In an unusual turn-about, the U.S. Justice Department has reconsidered its earlier position in a set of closely watched arbitration cases that the Supreme Court will decide next term and filed an amicus brief supporting the use of class action waivers in employment agreements.

Previously, under the Obama administration, the DOJ had sided with the National Labor Relations Board (NLRB) in arguing that federal labor statutes prohibit employers from including such waivers in their employees’ contracts.  Nevertheless, in its amicus brief filed on June 16, Acting Solicitor General Jeffery B. Wall advised the Court that the DOJ has “reconsidered the issue and has reached the opposite conclusion” that the NLRB’s ban on class action waivers failed to give “adequate weight to the congressional policy favoring enforcement of arbitration agreements that is reflected in the FAA [Federal Arbitration Act]” and also failed “to respect the FAA’s directive that arbitration agreements should be enforced unless they run afoul of arbitration-neutral rules of contract validity.”

In January, the Supreme Court granted certiorari in three circuit court cases that rendered conflicting results on the enforceability of class action waivers in employment agreements.  Opinions of the Seventh and Ninth Circuits agreed with the NLRB’s position that class action waivers in employment agreements violate Section 7 of the National Labor Relations Act, which protects an employee’s right to engage in “other protected activities.”  The Fifth Circuit, however, rejected the NLRB’s position and held that class action waivers in employment arbitration agreements are enforceable under the FAA because the use of class or collective action procedures does not constitute a substantive right protected by Section 7.

A key issue is whether the Court will apply the test set forth in its 2012 decision in CompuCredit Corp. v. Greenwood for determining the arbitrability of a federal claim.  That case held that if a federal statute does not expressly prohibit arbitration, it is trumped by the FAA and claims brought under the statute are arbitrable.  The DOJ’s amicus brief relies heavily on CompuCredit, arguing that:

CompuCredit demonstrates the formidable burden a party bears when seeking to show that “the FAA’s mandate has been ‘overridden by a contrary congressional command.’ ”  ….  One feature of CompuCredit and other decisions is especially notable for present purposes:  When examining text and legislative history, the Court has looked for evidence that Congress intended to address arbitration agreements in particular.  A statute’s general reference to litigation rights, even when combined with a provision forbidding the waiver of statutory protections, is insufficient to overcome the FAA’s presumption of enforceability.
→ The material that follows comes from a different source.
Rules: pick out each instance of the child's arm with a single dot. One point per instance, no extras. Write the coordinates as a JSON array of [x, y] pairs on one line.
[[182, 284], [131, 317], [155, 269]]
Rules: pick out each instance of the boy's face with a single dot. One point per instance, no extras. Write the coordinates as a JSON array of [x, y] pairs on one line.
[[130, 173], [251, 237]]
The amicus brief, which liberally cites not only CompuCredit but also the Court’s landmark decisions in AT&T Mobility, LLC v. Concepcion and American Express Co. v. Italian Colors Restaurants upholding the use of class action waivers in consumer arbitration agreements, aligns the DOJ’s position with these recent pro-arbitration rulings and with the consumer financial services industry’s strong pro-arbitration positions.  The DOJ’s filing coincides with the CFPB’s efforts to prohibit consumer financial services companies from including class action waivers in their customer agreements.  In May 2016, the CFPB issued a proposed rule finding a ban on such waivers to be in the public interest and for the protection of consumers.  However, the rule has not yet been made final.  While the CFPB has publically attributed this to the time needed to review the thousands of comments it received on the proposed rule, many observers speculate that the change in administrations may also be delaying issuance of a final rule.  Indeed, the House of Representatives recently passed the Financial Choice Act which would repeal the Dodd-Frank Act section authorizing the CFPB to regulate consumer arbitration agreements in financial services contracts.

There have been rumors that the CFPB may attempt to finalize the arbitration rule by the end of this summer.  Importantly, however, under Dodd-Frank and the Administrative Procedures Act, even if the rule became final it would not become effective for 210 days.  During that grandfather period, one or more events could stop any final arbitration rule from taking effect.  For example, the Financial Choice Act could become law; Congress could disapprove the rule under the Congressional Review Act; and/or a ruling by the D.C. Circuit in PHH v. CFPB that the agency’s structure is unconstitutional could derail the rule.  The DOJ’s amicus brief is yet another event that should give the CFPB pause in considering whether and when to finalize the proposed rule as it demonstrates that the current administration strongly supports the use of class action waivers in arbitration agreements.